Nothing wrong with transformer or rectifier. When output drops to 0 the input side was still over 15V, more than enough to maintain the output (dropout spec is 2V for L7812CV). Whats’s the problem? Problem is all these 3 regulators are likely not actual 78/79xxCV as listed, but something else. Good news is there is overload protection unlike one switched mode regulator I got earlier from another seller (through it was a fantastic show with smoke effects and small explosion in the end!). Bad news is it’s way below datasheet listed at 1.5A (-> ~300mA). Changed all 3 to genuine ones from local shop and now get easily 1A. So my cheap regulators do work somehow, but are way below spec. Not fully unexpected for very cheap stuff from China, be aware. Most of the time however I do get usable components if not perfectly to specs.

I still order cheap components from China for various projects, but once again it’s a good reminder you often get what you pay for.

Unfortunately I decided to write this some time after I did it, so half is from my memory. Hopefully about correct!
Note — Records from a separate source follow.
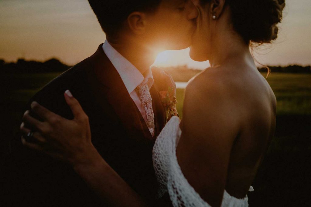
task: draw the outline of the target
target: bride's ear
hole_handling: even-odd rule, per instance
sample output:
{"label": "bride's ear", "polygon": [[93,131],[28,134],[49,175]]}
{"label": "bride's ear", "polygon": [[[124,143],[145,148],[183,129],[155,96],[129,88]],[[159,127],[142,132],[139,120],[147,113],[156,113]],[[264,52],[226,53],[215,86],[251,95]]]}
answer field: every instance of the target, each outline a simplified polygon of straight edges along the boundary
{"label": "bride's ear", "polygon": [[221,15],[224,10],[225,0],[212,0],[210,7],[210,12],[211,18],[216,20]]}

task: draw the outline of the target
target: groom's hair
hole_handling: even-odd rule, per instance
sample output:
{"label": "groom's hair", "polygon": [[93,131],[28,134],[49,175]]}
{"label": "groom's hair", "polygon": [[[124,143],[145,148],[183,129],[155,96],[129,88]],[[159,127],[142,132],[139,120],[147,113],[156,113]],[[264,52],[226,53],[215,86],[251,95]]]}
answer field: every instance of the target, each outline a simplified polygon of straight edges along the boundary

After 10 years of service my Squeezebox Boom display went dead. Seems I’m not alone, Joe’s tech blog has very good story about this including a fix, see here.

Disassembled mine and was about to install the diode hack, but then decided to look a bit deeper. Didn’t find schematics anywhere so started following PCB traces. Filament power feed is clear, there’s two related transistors visible and easy to check. Mine were fine. The diode hack side is tricky, the components are under the VFD, which is hard to remove without breaking it or the PCB unless you have skills and the right tools. Be warned. I have tools and managed to remove it without issues.
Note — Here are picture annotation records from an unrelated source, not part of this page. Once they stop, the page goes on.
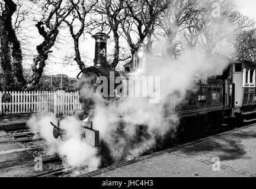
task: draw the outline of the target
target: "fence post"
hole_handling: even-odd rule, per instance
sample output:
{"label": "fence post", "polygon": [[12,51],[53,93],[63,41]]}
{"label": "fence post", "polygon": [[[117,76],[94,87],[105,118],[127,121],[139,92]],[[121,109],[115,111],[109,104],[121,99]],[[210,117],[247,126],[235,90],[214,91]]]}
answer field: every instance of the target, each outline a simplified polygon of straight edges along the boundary
{"label": "fence post", "polygon": [[2,114],[2,92],[0,91],[0,115]]}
The VFD is soldered, but has also (very) sticky tape under it, remove it veeery carefully if you decide to do this. On the image above left bottom corner you can see two SMD transistors (Q7 and Q1). Those tiny ones seem to drive the display. A PNP drives the display filament (to ground) and is controlled by an NPN transistor.

On my board the driving transistor had obviously been hot, since the PCB was slightly burned looking through a microscope (one trace also broke when removing it). Just to be sure I replaced the other transistor also. These are marked with SMD codes sometimes hard to translate, ‘W1P’ and ‘N5Xe’. W1P is likely PMBT2222A, common NPN switching transistor. Had a ‘1P’ and used that. The other one was more tricky as I didn’t find that code. Unless it’s a fet it must be PNP (experimented with 2N4403 and a 10 ohm resistor on behalf of the filament and yes, now there was current!). The TO92 case transistor went hot super quick as must have the original tiny SMD done as well, looks quite under-dimensioned to me. So I wanted to put something better there. Looking at the mechanics it struct me that there is actually space for a TO126 case, and it can also be fastened easily with the existing screw:

Before soldering the display back, solder a wire to the base of the removed SMD transistor (the pad directly connected to the other transistor). From junk box I found BD176, a 3A PNP power transistor. Pins are E-C-B, so cut most of the base and solder the wire to that pin. Then cut the collector / middle pin and solder it to ground (D18 perfectly located). Bend emitter 90 degrees and solder it to the display, see image above.

And what do you know, it works again! The only issue seen so far is the dimming level is not exactly as it was. The lowest level is almost invisible. This is perhaps caused by not using transistors with the same exact characteristics or maybe the display is also getting old. Close enough for me. Has now worked fine for a month or so, boom on!